It must have been 4 a.m. this morning when I read that Cringley piece on the Gilder board and my first impulse was to send off an email to the author over his UWB assertions and several other points he made. I chose the pillow instead.

Yes, there are some profitable dsl providers. Some that come to mind are a number of independent co-ops and some smaller ILECs' edge-outs that we've discussed here in the past. What does the latter say about the need to reach a very large scale before being able to attain break even? It tells me that the markups used in the charge-back schemes between departments of the larger players must be egregiously lost to reality, demonstrating what happens when the weight of bureaucracy becomes unsustainable in a competitive environment. In fact, the story I posted here recently about Ruby Ranch's dsl deployment where "Qwest, had no intention of providing it to the remote community." This example, alone, profoundly demonstrates just the opposite, when it comes to the need for a very-large scale break-even justification:

Message 17565594

Getting back to the independent telcos who are "edging out" (ergo, edge-outs) into adjacent RBOC territories as facilities-based overbuilders, where the Bell refused to provide service, if you recall, we see the same thing occurring as that of Ruby Ranch. But in the latter case they are leveraging their parent companies' OSS/ billing/ NMS/ OAM/ infrastructure and who at the same time, due to the financial health of those same parents, were able to get 20 year financing for a song, not to mention the knowledge base and experience they brought to bear to the task. These are all advantages that startup CLECs/DLECs had to foot from scratch, or went without, as they clawed their way to bandruptcy.

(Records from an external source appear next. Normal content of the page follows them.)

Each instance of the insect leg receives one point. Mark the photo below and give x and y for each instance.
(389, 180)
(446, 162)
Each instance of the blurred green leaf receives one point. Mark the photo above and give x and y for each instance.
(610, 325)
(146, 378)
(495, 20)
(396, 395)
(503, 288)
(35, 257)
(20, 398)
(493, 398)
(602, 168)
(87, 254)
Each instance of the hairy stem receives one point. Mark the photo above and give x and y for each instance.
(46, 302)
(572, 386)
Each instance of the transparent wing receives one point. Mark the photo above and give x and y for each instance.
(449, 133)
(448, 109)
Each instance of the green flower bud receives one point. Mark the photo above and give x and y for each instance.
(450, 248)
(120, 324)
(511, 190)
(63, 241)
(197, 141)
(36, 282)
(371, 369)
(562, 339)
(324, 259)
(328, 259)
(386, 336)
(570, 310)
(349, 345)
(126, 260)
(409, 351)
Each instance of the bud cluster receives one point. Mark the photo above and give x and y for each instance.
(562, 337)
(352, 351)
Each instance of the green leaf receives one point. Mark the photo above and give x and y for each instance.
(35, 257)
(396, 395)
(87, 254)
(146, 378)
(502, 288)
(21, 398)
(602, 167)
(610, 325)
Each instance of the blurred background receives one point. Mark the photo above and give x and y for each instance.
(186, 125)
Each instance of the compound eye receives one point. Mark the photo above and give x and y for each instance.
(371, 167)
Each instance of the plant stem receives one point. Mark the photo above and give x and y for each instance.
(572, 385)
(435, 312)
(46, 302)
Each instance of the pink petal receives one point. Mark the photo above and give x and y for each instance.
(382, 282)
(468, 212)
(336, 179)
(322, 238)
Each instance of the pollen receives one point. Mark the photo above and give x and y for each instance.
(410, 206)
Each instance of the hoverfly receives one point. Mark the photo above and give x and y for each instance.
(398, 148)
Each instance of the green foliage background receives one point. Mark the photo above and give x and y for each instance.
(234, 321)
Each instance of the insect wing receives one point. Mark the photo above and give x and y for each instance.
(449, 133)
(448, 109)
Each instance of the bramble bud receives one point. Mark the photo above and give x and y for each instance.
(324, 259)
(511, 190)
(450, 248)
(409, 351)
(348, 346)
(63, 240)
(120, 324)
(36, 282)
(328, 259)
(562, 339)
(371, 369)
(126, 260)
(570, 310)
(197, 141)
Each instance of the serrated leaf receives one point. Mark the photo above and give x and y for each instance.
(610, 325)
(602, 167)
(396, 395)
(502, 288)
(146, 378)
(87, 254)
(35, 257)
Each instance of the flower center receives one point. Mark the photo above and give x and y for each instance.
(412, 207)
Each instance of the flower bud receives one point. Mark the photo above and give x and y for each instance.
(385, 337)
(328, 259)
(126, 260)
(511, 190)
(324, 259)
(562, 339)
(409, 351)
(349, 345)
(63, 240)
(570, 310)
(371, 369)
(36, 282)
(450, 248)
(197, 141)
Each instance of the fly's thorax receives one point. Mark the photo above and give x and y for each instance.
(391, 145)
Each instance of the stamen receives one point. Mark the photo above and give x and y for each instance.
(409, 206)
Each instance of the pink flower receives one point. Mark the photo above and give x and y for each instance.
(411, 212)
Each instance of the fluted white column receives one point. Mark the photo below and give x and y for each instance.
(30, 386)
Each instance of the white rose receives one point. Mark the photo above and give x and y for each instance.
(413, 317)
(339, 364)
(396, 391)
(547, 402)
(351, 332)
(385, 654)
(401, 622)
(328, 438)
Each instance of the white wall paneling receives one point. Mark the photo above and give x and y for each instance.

Not unlike, I should add, the kinds of burdens that would befall a muni, further lending credence to the structured separation model we've discussed where the muni _or_ private_ overbuilder, such as a non-municipally-affiliated power or gas company, would provide the outside plant layer, while allowing service providers to rent/lease/share raw optical capacity and compete for services at the upper layers.

Message 16642442

Overall, Cringley's piece served his purposes well, given the crowd that he addresses, but it was more one of commiseration than of insight, and rather shallow in parts where he 'was' correct. He may well have a better true grasp, but he doesn't show it all in that piece.

The UWB point he made makes my point, if what he meant by that was that it would substitute "on its own" for any of the alternative first mile technologies that were discussed.

As you know, I've often gone to the Peter Ecclesine well with this one, hoping in fact that he would report a glimmer that it might prove in at some point in a hybrid fiber/wireless scheme, but all indications are that regulatory issues will keep it confined to a ~10 meter radius for some time to come due to fears over interference to radar, etc. Making it a possible alternative to bluetooth or close-proximity point solutions where 802.11x might otherwise suffice. But not as a first/last mile alternative anytime soon.